Now, the problem is not going to resolve itself until we get more capital into the banking system. Since the sovereign wealth funds may not do this, I suggest the banks make rights issues.

Unfortunately, thanks to moral hazard madness, for a bank to suddenly announce a rights issue would be a sign of weakness, and they’d be torn apart by the wolves.

Ergo, the correct central bank policy is to take the illiquid assets onto their books, albeit at a penalty rate, committing to rolling the facility over for (say) 6 months. But, I’m a taxpayer, thanks very much, not in the mortgage business, so the quid pro quo must be that the central banks make the banks commit to substantial rights issues over that 6 month period. At the end of it, they’ll have the capital they need to take the assets back off the central banks and start trading amongst themselves.
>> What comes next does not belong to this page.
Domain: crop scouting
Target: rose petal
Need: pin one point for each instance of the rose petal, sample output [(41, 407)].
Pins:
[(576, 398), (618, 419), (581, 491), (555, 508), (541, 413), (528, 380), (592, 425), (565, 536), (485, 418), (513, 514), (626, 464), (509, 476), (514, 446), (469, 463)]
It’s very simple. If a huge hole gets blown in the capital base of the world’s banking system then it’s got to be filled in again. Blathering about moral hazard does not achieve this.

4. Moral hazard crisis management is a poor substitute for effective long-term expectation setting.

If setting expectations is going to work – and I agree that it is necessary – then it has to be done on a deep, long-term basis. It has to be drilled into the nation’s psyche over a long period of time.

Just punishing almost at random a few managers, employees and shareholders – most of whom simply happen to be in the wrong place at the wrong time – will not be effective. It will simply leave these people feeling unfairly treated and aggrieved. Maybe they’ll simply invest their time and money in some other sector of the economy.

The sort of expectation it might be worth setting over time is that you have to pay your debts. This would have helped prevent the US housing meltdown spilling over into the whole global economy. Heck, it might even have helped prevent the bubble developing, since, at the margin, a few people might have questioned whether they really could afford the debt they were taking on. Clearly, though, no-one is ever going to be able to sell “no recourse” mortgages on the open market ever again.

Hmm, maybe we shouldn’t say never! This is the problem with moral hazard based policies. Those who are punished essentially leave the game. Those who profit (e.g. the banks that survive) are re-affirmed. JPM good, Bear bad. Yeah, right. And we end up repeating the same mistakes in the next cycle, because no-one’s left to remember the lesson.

5. An underlying cause of instability is the propensity of housing markets to develop bubbles. A moral hazard based approach will not prevent this, since it is not irrational to participate in a bubble (as I said before). Policies are needed to stop prices rising too steeply.

So the underlying cause is the fault of the regulatory authorities.

And their response has made the crisis worse.

Good work guys. But you’re right about one thing. It really is time to put those thinking caps on. This is starting to get a bit irritating for the rest of us.

* Postscript: I meant to say why BTL “investors” deserve to be hunted down by Jack Bauer. They don’t have the excuse of simply wanting somewhere to live, but nevertheless made reckless bets that house prices would continue to rise. They could make no money any other way than by capital gain. The point is that their market was tenants who couldn’t afford to buy property (at first it was people renting for convenience…). How, pray tell, can a rational investor expect tenants to pay the mortgage on a property they can’t afford to pay the mortgage for (otherwise they’d have bought it) and cover agency fees in order to provide the “investor” with a profit? Unbelievable.